What Caught My Eye: Knicks, Men’s National, Yankees woes


No go Knicks

If you know me, you know I’m not the biggest fan of the NBA and the drama that comes along with each offseason. Despite this, somehow, I can’t stop following the Knicks’ offseason. Free agency has been open for less than a week, and Madison Square Garden might as well be on fire, and the Knicks might be in better shape than they are now. The draft lottery denied the Knicks Zion Williamson, and Kevin Durant and Kyrie Irving, the expected saviors of New York basketball, are playing in New York, just for Brooklyn instead. The Knicks have done nothing to better themselves and have dropped the ball, quite possibly, the worst they ever have. This was the summer for Knicks basketball, and they blew it after one day.

Still work to do

The U.S. Men’s National Team took on Curaçao in the quarterfinal round of the CONCACAF Gold Cup, and the biggest takeaway from the game is that Curaçao is a lot better than people give them credit for being. The U.S. looked sloppy and disorganized after taking a 1-0 lead in the first half. Yes, U.S. had chances to score, but so did Curaçao. In fact, with the amount of quality offensive possessions that the U.S. had to fight off, it’s a little surprising that their Caribbean foe didn’t tie the game.
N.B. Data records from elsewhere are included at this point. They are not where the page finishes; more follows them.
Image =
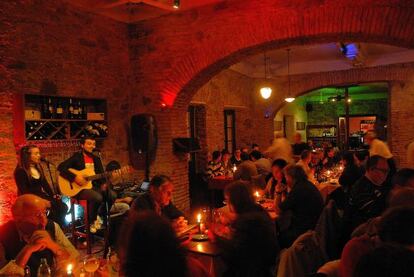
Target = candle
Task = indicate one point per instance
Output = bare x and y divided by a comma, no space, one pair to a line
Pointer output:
199,222
69,270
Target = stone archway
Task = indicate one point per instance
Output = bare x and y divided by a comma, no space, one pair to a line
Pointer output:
173,56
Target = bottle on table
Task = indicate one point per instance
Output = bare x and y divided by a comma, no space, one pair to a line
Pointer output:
44,269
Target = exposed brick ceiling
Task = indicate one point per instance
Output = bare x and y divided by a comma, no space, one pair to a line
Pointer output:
130,11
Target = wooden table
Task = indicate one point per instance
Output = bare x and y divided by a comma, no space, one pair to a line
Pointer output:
208,254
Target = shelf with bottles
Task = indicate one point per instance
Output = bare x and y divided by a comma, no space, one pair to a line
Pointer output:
63,118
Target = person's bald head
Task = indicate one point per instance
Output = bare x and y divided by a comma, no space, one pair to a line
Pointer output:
30,213
28,203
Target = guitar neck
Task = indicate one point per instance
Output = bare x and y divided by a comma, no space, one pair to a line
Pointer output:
102,175
98,176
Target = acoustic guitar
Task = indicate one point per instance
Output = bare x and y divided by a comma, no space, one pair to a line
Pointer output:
72,188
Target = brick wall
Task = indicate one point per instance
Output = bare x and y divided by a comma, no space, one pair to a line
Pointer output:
172,57
81,54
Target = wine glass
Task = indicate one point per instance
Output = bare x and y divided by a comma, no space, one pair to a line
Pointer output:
91,264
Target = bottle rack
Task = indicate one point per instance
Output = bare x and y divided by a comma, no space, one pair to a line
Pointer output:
63,126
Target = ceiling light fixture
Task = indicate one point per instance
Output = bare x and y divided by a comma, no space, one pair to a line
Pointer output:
176,4
265,91
289,98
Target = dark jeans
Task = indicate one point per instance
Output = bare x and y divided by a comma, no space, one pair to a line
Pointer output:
94,197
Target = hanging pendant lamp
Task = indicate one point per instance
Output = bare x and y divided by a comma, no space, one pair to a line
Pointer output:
265,91
289,98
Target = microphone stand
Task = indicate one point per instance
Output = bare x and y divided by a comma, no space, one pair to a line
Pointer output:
51,177
107,208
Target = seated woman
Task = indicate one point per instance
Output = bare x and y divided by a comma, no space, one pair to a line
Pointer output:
276,178
352,172
250,248
305,159
149,247
303,203
30,179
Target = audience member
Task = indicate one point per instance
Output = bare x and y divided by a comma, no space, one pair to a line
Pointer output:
263,165
251,247
304,202
277,179
30,237
368,196
246,170
215,167
386,261
330,159
158,199
351,172
305,159
149,248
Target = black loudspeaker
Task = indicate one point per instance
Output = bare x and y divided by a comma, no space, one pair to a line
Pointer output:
144,133
309,107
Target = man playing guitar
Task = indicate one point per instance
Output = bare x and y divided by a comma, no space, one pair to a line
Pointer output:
85,159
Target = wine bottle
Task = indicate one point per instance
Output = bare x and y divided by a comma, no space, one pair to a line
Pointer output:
44,269
80,112
75,112
45,109
70,109
59,110
51,109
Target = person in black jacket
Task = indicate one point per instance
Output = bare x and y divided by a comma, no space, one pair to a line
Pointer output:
79,161
30,179
351,173
158,199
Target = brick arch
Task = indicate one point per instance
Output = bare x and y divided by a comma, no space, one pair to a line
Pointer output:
207,40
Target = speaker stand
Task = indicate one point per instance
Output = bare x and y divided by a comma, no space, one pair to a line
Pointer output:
147,166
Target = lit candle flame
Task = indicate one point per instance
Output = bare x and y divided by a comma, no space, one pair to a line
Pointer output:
69,269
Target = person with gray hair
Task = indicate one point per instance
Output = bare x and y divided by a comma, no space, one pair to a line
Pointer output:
30,237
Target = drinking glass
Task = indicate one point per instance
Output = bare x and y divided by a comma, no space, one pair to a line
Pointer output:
91,264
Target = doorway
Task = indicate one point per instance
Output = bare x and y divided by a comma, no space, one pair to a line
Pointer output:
289,127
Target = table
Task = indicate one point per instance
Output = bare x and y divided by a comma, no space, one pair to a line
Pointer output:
327,188
209,254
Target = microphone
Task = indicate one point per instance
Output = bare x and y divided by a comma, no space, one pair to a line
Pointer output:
45,160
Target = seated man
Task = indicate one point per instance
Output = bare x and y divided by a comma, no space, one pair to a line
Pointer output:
158,199
368,196
30,236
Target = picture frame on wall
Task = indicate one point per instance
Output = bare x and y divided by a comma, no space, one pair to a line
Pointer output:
278,125
300,126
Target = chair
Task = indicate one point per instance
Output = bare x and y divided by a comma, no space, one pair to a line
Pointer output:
76,233
328,230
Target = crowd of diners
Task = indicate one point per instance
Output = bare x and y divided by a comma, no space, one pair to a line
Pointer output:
373,204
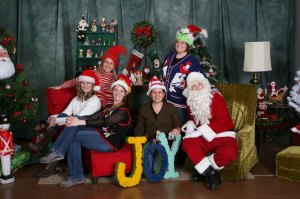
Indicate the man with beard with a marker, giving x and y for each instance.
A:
(209, 140)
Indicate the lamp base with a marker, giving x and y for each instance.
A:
(255, 79)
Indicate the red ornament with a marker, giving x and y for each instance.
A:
(16, 114)
(24, 120)
(19, 67)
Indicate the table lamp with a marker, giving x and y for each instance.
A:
(257, 59)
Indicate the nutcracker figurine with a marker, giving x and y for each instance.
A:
(6, 149)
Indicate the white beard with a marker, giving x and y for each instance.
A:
(199, 103)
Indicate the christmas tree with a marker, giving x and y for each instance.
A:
(17, 99)
(200, 51)
(294, 99)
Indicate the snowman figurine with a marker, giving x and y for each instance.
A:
(6, 149)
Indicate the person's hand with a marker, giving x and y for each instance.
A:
(52, 121)
(189, 127)
(74, 121)
(193, 134)
(172, 134)
(55, 87)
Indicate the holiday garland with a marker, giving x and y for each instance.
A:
(143, 34)
(7, 41)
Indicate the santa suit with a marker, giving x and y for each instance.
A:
(217, 139)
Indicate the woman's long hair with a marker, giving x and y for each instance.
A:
(80, 94)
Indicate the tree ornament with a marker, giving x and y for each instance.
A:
(24, 120)
(7, 86)
(143, 34)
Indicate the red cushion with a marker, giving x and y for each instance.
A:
(58, 99)
(104, 164)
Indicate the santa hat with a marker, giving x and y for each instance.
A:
(188, 34)
(155, 83)
(296, 129)
(89, 76)
(123, 81)
(195, 77)
(4, 122)
(113, 53)
(7, 67)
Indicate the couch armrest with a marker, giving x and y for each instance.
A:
(58, 99)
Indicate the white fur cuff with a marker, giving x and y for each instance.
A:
(207, 133)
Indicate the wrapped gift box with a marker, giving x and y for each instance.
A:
(18, 160)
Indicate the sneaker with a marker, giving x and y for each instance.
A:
(70, 182)
(51, 169)
(51, 157)
(197, 177)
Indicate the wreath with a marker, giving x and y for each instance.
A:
(7, 41)
(143, 34)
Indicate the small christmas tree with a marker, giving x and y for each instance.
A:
(294, 99)
(199, 50)
(17, 99)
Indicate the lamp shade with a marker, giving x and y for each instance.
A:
(257, 57)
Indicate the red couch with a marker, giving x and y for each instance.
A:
(98, 163)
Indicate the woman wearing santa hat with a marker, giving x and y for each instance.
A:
(176, 67)
(84, 104)
(106, 74)
(103, 131)
(157, 115)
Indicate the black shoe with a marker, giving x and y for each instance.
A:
(212, 178)
(214, 181)
(197, 177)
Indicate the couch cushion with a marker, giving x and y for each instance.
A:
(58, 99)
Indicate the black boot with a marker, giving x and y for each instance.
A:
(198, 177)
(38, 147)
(212, 178)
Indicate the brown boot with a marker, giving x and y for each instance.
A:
(40, 146)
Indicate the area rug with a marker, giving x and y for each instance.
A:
(57, 178)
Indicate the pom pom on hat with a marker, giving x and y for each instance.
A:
(188, 34)
(123, 81)
(89, 76)
(155, 83)
(114, 53)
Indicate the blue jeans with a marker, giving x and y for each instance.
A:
(65, 138)
(89, 139)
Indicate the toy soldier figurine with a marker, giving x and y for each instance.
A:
(6, 149)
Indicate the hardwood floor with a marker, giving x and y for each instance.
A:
(265, 184)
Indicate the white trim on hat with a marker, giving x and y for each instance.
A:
(120, 83)
(156, 85)
(86, 78)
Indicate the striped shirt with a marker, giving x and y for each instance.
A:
(105, 81)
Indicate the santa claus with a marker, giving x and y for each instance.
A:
(208, 132)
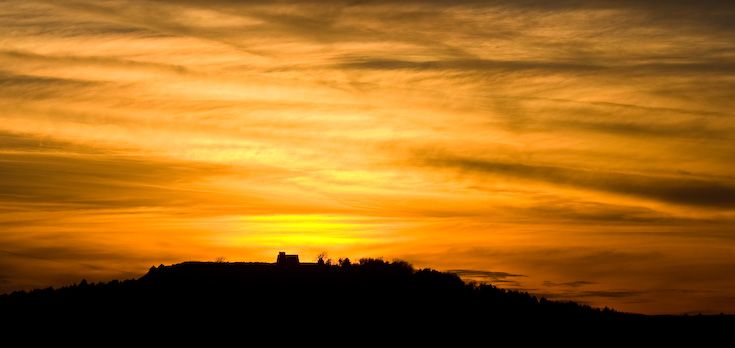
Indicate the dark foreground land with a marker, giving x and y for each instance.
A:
(367, 300)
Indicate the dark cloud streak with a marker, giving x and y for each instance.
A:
(685, 191)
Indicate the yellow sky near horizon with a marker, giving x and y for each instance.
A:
(576, 150)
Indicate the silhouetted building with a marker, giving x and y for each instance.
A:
(287, 260)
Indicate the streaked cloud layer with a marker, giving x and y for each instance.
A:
(577, 150)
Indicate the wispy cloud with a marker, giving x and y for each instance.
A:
(558, 140)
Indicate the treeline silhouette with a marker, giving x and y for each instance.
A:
(372, 295)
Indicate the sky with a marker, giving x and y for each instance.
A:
(576, 150)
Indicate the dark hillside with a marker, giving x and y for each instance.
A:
(362, 297)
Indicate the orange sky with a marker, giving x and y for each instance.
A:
(577, 150)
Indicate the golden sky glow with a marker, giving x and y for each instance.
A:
(578, 150)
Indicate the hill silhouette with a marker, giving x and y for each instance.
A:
(369, 298)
The group stages proved that the U.S. was ready for the likes of Costa Rica or Mexico, but after the quarterfinal, I’m back to having a hard time saying the U.S. can win the tournament.

False advertising

We all know that the Yankees have the offensive power to put up a large number of runs during any game. That said, the number that New York and Boston totaled over the two games in London are not good for the long-term marketing of baseball to European fans. How isn’t the offensive showcase good? Those fans who were exposed to baseball for the first time now believe that every game is going something like a 17-13 or 12-8 score line, when, in actuality, most games are between three and seven runs combined. I like offense as much as the next person, but sometimes, there can be too much.